Frenchman may be another Bluebeard
PARIS A French house painter who served 20 years in prison for bludgeoning and slashing a man to death has been charged with five more killings. There is speculation the toll may mount and newspapers are comparing him to the celebrated mass-murdered Bluebeard.
Bernard Pesquet, 53, was formally charged with two new counts of murder yesterday after identifying badly decomposed corpses dug up in his cellar as those of his 33-year-old wife Christiane, who disappeared two years ago, and Henri Francqui, 62, a businessman who may have been her lover.
Pesquet denies the murders last month of businessman Emile Bergaud, his wife and maid in the wealthy Paris suburb of Neuilly.

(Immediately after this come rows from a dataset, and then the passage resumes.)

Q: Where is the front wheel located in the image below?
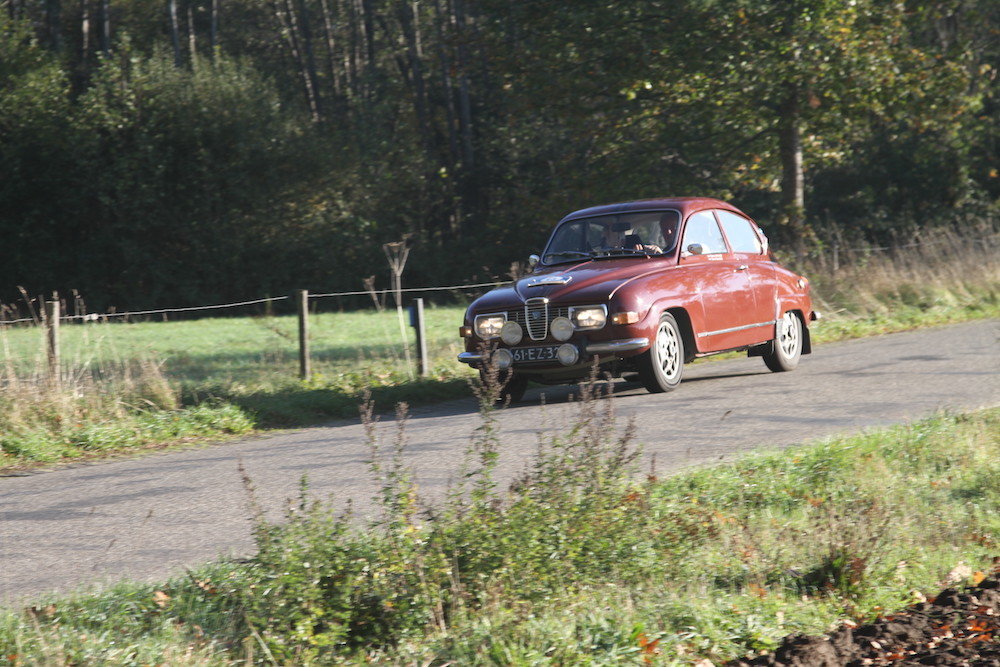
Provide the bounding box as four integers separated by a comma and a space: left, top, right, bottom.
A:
480, 368, 529, 403
637, 313, 684, 393
763, 311, 802, 372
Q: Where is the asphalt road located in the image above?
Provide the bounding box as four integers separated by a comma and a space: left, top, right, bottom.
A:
2, 319, 998, 606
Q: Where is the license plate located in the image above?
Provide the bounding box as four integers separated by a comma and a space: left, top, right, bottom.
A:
511, 345, 561, 363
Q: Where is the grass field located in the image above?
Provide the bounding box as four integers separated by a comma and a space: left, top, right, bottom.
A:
1, 229, 998, 467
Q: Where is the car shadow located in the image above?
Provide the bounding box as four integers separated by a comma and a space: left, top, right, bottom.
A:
400, 363, 771, 420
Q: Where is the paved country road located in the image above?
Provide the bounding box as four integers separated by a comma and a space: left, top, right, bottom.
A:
2, 320, 998, 606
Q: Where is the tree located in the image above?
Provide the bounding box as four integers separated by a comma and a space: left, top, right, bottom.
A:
617, 0, 975, 252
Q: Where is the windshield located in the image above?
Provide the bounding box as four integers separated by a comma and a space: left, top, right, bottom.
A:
541, 210, 680, 265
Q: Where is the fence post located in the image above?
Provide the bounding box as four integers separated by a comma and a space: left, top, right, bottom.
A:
410, 297, 429, 377
46, 293, 60, 387
297, 289, 310, 380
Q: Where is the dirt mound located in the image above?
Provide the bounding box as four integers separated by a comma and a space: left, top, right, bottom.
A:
727, 574, 1000, 667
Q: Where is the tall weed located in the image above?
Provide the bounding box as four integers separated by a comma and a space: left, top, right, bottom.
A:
0, 327, 252, 464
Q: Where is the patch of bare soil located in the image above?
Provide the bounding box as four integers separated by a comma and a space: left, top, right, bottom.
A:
726, 572, 1000, 667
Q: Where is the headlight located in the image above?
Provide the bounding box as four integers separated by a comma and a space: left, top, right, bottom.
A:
549, 316, 574, 341
569, 305, 607, 330
474, 313, 506, 339
557, 344, 579, 366
500, 320, 524, 346
494, 348, 513, 370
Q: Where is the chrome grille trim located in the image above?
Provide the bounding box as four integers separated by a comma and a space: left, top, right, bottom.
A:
524, 298, 549, 341
506, 300, 570, 342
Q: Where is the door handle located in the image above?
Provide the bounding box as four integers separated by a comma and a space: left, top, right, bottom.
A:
736, 265, 749, 271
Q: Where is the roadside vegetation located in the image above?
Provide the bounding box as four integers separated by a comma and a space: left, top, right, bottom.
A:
1, 232, 998, 470
2, 370, 999, 665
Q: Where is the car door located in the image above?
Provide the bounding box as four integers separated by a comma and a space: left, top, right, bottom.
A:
715, 209, 778, 345
678, 210, 760, 351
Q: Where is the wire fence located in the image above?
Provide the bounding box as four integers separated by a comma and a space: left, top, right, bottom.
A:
1, 230, 997, 386
2, 229, 997, 328
0, 280, 510, 327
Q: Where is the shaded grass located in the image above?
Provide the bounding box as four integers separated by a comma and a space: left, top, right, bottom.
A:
2, 392, 998, 665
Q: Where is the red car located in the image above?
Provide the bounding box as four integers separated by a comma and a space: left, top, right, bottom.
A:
459, 197, 819, 401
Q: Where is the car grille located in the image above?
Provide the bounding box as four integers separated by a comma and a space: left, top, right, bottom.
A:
507, 299, 569, 341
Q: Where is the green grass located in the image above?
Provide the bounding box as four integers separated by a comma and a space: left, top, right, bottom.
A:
3, 391, 999, 665
1, 232, 998, 469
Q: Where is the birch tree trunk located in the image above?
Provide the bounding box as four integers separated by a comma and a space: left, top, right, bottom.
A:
168, 0, 182, 66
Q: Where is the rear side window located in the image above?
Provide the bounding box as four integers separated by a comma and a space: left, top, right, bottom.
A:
716, 210, 764, 254
682, 211, 727, 254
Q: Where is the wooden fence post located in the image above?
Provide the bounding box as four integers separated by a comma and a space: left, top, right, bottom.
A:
297, 289, 310, 380
46, 293, 60, 387
411, 297, 429, 377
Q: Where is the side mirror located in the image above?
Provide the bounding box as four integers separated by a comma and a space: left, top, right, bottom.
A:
528, 254, 539, 268
686, 243, 704, 256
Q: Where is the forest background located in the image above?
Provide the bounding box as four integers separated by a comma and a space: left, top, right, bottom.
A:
2, 0, 999, 313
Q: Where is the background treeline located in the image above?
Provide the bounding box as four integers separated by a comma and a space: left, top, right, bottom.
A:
2, 0, 998, 312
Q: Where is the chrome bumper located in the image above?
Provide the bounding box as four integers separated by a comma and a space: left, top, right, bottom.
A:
457, 337, 649, 366
584, 337, 649, 354
458, 351, 485, 365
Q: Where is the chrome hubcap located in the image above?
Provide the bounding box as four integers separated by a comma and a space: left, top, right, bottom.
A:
656, 322, 680, 379
778, 312, 800, 358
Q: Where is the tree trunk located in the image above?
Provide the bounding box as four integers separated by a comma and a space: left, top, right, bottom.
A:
273, 0, 321, 121
98, 0, 109, 56
453, 0, 474, 172
345, 0, 360, 96
168, 0, 182, 66
432, 0, 459, 169
80, 0, 90, 64
187, 4, 197, 66
360, 0, 375, 70
210, 0, 218, 55
295, 0, 324, 119
318, 0, 343, 98
779, 87, 806, 261
45, 0, 61, 51
395, 0, 434, 159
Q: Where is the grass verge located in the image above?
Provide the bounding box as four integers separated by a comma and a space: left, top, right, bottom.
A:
2, 378, 998, 665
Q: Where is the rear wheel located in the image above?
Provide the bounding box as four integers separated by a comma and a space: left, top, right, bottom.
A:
763, 311, 803, 372
637, 313, 684, 393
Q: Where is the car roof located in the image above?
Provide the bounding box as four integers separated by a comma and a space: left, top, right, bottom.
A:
558, 197, 745, 222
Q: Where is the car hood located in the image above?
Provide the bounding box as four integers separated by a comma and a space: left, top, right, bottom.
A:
473, 260, 671, 309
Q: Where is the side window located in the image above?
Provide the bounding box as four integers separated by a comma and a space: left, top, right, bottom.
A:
682, 211, 727, 255
716, 210, 764, 254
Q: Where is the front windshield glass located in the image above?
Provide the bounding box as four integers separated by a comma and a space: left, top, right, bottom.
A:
542, 210, 680, 265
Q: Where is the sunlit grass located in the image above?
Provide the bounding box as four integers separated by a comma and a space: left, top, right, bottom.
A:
3, 398, 998, 665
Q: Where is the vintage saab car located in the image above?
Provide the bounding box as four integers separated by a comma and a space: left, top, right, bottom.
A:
458, 197, 819, 401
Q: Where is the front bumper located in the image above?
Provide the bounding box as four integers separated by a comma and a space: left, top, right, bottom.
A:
457, 337, 649, 366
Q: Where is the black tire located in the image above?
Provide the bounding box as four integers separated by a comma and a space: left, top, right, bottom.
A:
763, 311, 803, 372
501, 372, 529, 403
637, 313, 684, 393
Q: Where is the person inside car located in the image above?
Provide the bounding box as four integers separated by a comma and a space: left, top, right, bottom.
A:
601, 225, 662, 254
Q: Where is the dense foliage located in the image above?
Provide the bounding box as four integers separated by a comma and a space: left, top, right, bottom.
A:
1, 0, 998, 310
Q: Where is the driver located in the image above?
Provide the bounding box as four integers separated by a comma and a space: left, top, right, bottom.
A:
602, 226, 662, 254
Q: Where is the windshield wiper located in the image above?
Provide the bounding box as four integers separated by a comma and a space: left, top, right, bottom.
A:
593, 247, 647, 258
543, 250, 593, 263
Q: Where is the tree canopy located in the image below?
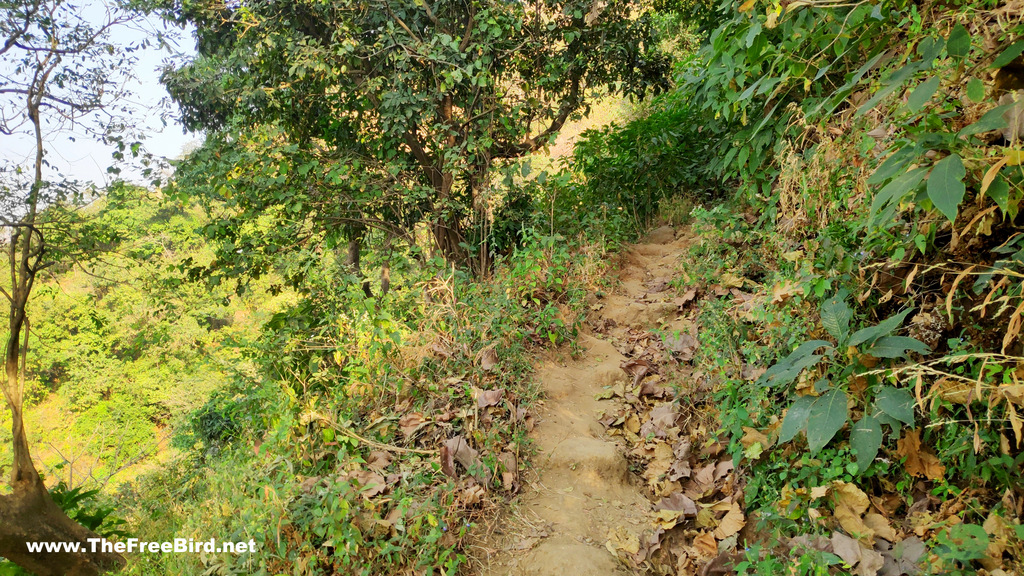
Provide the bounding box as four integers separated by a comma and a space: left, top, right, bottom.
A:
159, 0, 669, 277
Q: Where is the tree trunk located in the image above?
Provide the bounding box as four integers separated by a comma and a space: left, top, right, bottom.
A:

Police charged Pesquet with their murders after finding in his house jewlry and a handbag containing foreign money belonging to Mrs. Bergaud and a credit card belonging to her husband. Also found were documents belonging to a dozen other people who have not been accounted for.
Police said Bergaud had called his banker the day of the Neuilly murder and asked for 30 million francs ($6 million) in cash to be handed over to a man he was sending to the bank.
Newspapers said Pesquet may have had a homosexual encounter with Bergaud and was blackmailing him, but this has not been substantiated.
In front-page stories, the French press has called Pesquet "diabolical" and a "monster" capable of murder "by any method."
Some stories compare him to Henri Landru, the "Bluebeard of Gambais," who was executed in 1922 for the murder of 10 women he lured to his home with matrimonial advertisements.